Quando desenterra do subterrâneo pedras de cores e desenhos preciosos, Amélia Toledo nos revela o “divino e maravilhoso” que a mudança de hábitos de pensamento suscita. Com pedras e curvas em aço inox, Amélia Toledo projeta jardins que suspendem o tempo quotidiano. Estar, intransitivamente, num ambiente desses já implica uma participação sutil, um desgarrar-se do comportamento ordinário. Os jardins de Amélia propõem aquilo que Hélio Oiticica definiu como “crelazer”, um ambiente propício ao lazer descondicionado.
A participação do espectador, tanto na obra de Amélia Toledo quanto em Hélio Oiticica, Lygia Pape ou Lygia Clark, é o cerne da possibilidade de transformação.
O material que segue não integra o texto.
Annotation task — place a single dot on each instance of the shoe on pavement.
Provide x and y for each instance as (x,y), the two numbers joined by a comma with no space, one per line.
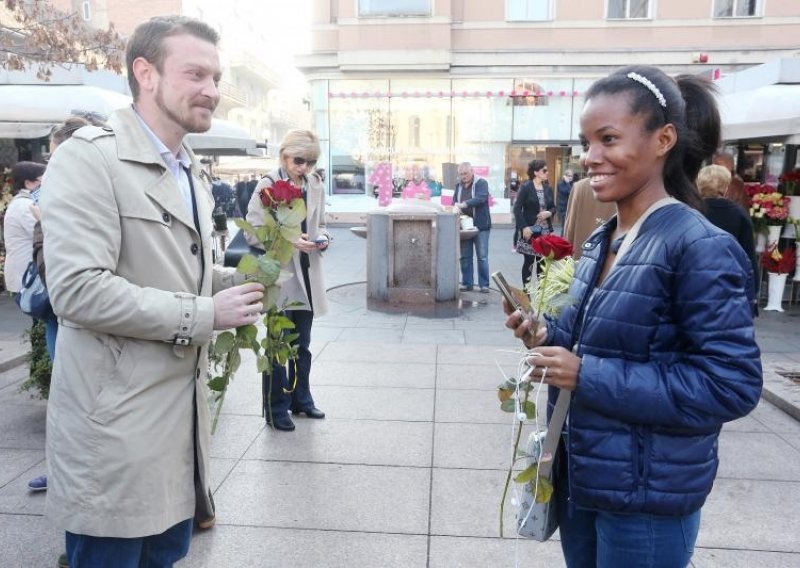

A participação, nessas obras, não está em interações automáticas, em apertar botões ou responder a estímulos mas, ao contrário, em entregar-se a um ambiente, a um penetrável, a um jardim. A pedra é aqui misturada com o aço inox, curvado, que delimita um abrigo para estar, unindo o arquétipo da pedra como força da natureza com a alta tecnologia. Porque, a despeito dos avanços da civilização, ainda somos células de Gaia.
Assim como outros artistas que investigaram a confluência da ética com a estética, Amélia Toledo desenvolveu obras que exploram o psicodélico como possibilidade de expansão da consciência. Em Medusa (1969) ou em A onda (1969) o psicodélico abre-nos para a possibilidade de vivenciar o mundo em uma freqüência não-quotidiana. Psicodélico e lúdico encontram-se em várias proposições de Amélia Toledo. Brincar, afinal, é explorar novas possibilidade, papéis, movimentos.
Quando pinta com tinta acrílica bem diluída em água, Amélia gesticula em stacatto, salpicando a tela com camadas e camadas de energia transparente que resultam em campos de cor vibrantes. Suas aquarelas acumulam no papel a relação da artista com a paisagem, a caligrafia e a energia do gesto.
Mais recentemente, o gesto da artista diante da tela de juta ou linho vem desenhando continuamente um vórtice que, como uma pedra, muda de cor com a incidência da luz. O gesto como sempre vem da respiração que nasce no umbigo e, quase figurativamente, objectifica-se em um desenho espiralado. O resultado é uma pintura aparentemente monocromática, mas cheia de nuances de cor, solene, silenciosa e reconfortante como uma mãe, como a Terra. São seres?
A obra de Amélia Toledo, nos últimos 40 anos, acionou o que de melhor a vanguarda artística brasileira dos anos 1960 inventou: o lúdico, a participação, a junção da ética com a estética. E ainda hoje, continua a escavar a terra e a chacoalhar o mundo.